Every interface on a PAN-OS firewall must belong to a security zone. Zones define the security boundary for policy enforcement:

  • Traffic between different zones — always inspected and subject to security policy
  • Traffic within the same zone (intrazone) — permitted by default, but can be restricted with an intrazone rule
  • Traffic from/to an interface with no zone — blocked by default (implicit zone drop)

Zone names are meaningful to security engineers — common zone names include trust (internal), untrust (internet), dmz, vpn-tunnel, and management. The zone name appears in security policy rules, logs, and reports.

PAN-OS CLI Basics

pan-os-cli
# Show system information (model, PAN-OS version, serial)
show system info

# Show all interfaces and their status
show interface all

# Show routing table
show routing route

# Show active sessions
show session all

# Show session details for a specific session ID
show session id <id>

# Show security policy hits
show running security-policy

# Debug data plane (use with caution in production)
debug dataplane packet-diag set filter match source 10.1.1.1

# Clear the packet filter
debug dataplane packet-diag clear filter

# Show HA state
show high-availability state

# Show system resources (CPU, memory)
show system resources

Panorama Centralized Management

Panorama is Palo Alto Networks' centralized management platform. Instead of logging into each firewall individually, administrators manage all devices from a single Panorama console.

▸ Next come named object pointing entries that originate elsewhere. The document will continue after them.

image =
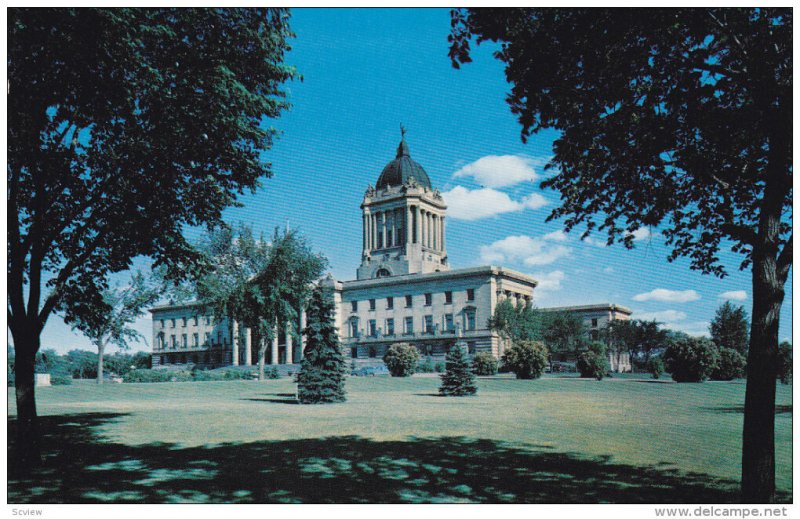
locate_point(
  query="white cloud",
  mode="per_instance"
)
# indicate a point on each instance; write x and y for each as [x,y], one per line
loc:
[523,249]
[734,295]
[500,170]
[668,296]
[664,316]
[474,204]
[550,281]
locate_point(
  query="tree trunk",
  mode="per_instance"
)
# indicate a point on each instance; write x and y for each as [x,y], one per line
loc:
[262,353]
[27,450]
[758,436]
[100,350]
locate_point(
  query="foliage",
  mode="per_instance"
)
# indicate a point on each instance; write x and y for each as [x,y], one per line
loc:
[785,362]
[640,338]
[677,119]
[401,359]
[322,373]
[690,359]
[593,363]
[485,364]
[730,365]
[112,322]
[563,332]
[655,366]
[516,323]
[125,127]
[730,327]
[459,377]
[526,359]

  • Device Groups — organize firewalls into logical groups; push shared policies and objects to the group
  • Templates — push consistent network configuration (interfaces, zones, routing) to multiple devices
  • Managed Firewalls — override specific settings per device when needed
  • Log Aggregation — Panorama collects logs from all managed firewalls for centralized search and reporting
  • Role-Based Access Control — define granular admin roles across the Panorama hierarchy

Panorama vs Local Management

In a Panorama-managed deployment, local changes on individual firewalls can be overridden by the next Panorama push. It is a best practice to make all changes in Panorama and disable local admin access or make it read-only to prevent configuration drift.